Now Agent Brown languished in a joke of a department that worked on unexplainable cases and basically dabbled in conspiracy theories. She almost never left headquarters these days, but Trick was certain she was still as skillful an agent as she ever was. He could admire her perseverance. Personally, he would have made the lives of those who tried to screw him over a living hell.
They approached the J. Edgar Hoover building and attempted to find some parking. The giant, off white building did not look like the kind of place that housed some of the nation’s top minds and agents, but that was probably a good thing. Trick had learned that most people thought that the FBI was stationed at Langley, which by contrast seemed to invite attacks and intrigue so that they could keep cranking out more Bourne movies.

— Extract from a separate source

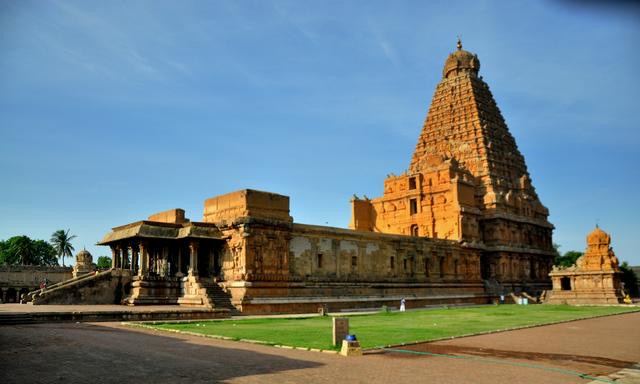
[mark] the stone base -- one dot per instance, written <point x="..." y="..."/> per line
<point x="271" y="298"/>
<point x="350" y="348"/>
<point x="153" y="292"/>
<point x="585" y="297"/>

Trick’s mother quickly located a parking spot and he followed his mother into the large building. Once they got past security, Agent Brown led her son through a veritable maze of cubicles and pillars to corridor somewhat to the back of the building. This took them to another maze of cubicles and eventually set of offices stuffed in a corner, almost like an afterthought. On a fading plaque, placed as though someone wanted people to miss it, read the title Office of the Q Files. Little comics and stickers that all made fun of conspiracies and dumb government officials adorned the rest of the doors and the thresholds.

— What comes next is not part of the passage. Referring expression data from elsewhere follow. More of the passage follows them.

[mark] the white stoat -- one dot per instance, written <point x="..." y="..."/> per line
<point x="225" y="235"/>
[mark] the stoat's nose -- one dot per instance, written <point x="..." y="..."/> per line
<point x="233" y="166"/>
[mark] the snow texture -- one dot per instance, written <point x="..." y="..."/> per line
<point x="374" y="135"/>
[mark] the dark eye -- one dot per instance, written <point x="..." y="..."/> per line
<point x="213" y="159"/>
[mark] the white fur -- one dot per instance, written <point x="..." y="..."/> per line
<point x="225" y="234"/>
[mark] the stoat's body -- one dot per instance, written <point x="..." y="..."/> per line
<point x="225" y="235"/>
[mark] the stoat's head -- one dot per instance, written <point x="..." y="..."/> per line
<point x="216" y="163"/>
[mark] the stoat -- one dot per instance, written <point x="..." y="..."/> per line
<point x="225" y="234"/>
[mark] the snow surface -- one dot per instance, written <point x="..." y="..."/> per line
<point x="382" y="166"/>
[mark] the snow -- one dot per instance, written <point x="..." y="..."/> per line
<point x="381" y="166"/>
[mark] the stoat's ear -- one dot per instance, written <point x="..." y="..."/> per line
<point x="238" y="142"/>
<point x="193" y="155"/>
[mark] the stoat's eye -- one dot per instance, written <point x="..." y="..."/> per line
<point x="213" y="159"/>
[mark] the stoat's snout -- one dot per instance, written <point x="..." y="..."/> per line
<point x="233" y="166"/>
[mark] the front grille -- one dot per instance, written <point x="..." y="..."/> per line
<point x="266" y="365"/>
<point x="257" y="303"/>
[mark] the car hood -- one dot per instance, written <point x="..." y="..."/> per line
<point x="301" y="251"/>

As they entered a door at the very corner, Trick entered a squashed office, overflowing with papers and haphazard filing cabinets. There at two of three desks sat Agents Miles and Conturbatio, the latter usually referred to as the Sphinx. Stacey Miles was an attractive, young agent with her brown hair in elaborate braid and stylish glasses on her face. Howard “Sphinx” Conturbatio was a taller, middle aged man with a proud nose and piercing green eyes. The rest of his face though gave off the impression that he was perpetually bored.
“Susan, good to see you this morning,” Agent Miles beamed.
“Another exhilarating day of rifling through papers and files,” Sphinx said. “I left a pile on your desk to sort through. We have to determine whether or not the new pesticides used in Wisconsin are causing people to act more erratically than usual. Oh, hello there Patrick.”
“Susan, is that your son? He’s a handsome boy,” Miles gushed.
Trick felt himself go a little hot around the collar, despite himself. He had seen the Sphinx before,the man had joined his family for dinner once. The guy was like Fox Mulder come to life, obsessed with the paranormal and determined to prove it. Trick’s father thought him insane. Stacey Miles wasn’t much better; she was an avid conspiracy theorist and a bit of an airhead. Trick’s mother was essentially there to keep these two grounded in reality as best she could. A task she rarely complained about.
The Sphinx reached for some extra files and said, “Patrick, how about you help us out? If we get done quickly, maybe we’ll find some good place to eat out for lunch. What do you say?”
Trick backed away a step and said, “That’s sounds fantastic. Uh… I need to get a drink and go to the bathroom first. Can you point the way?”
His mom shot him a look that said if he was not back in five minutes he was a dead man, as Stacey pointed and said, “By the hallway where you came in is the bathroom and a coffee table is not too far from there, too.”
“Thanks,” Trick said hurriedly as he almost dashed away. Crap! I did not want to come here! And now on top of makeup work they are going to have me sifting through boring paperwork as well? Nice going mom...
He was so caught up in his disgruntled thoughts that he was not paying attention to where he was going and collided head on with two somethings.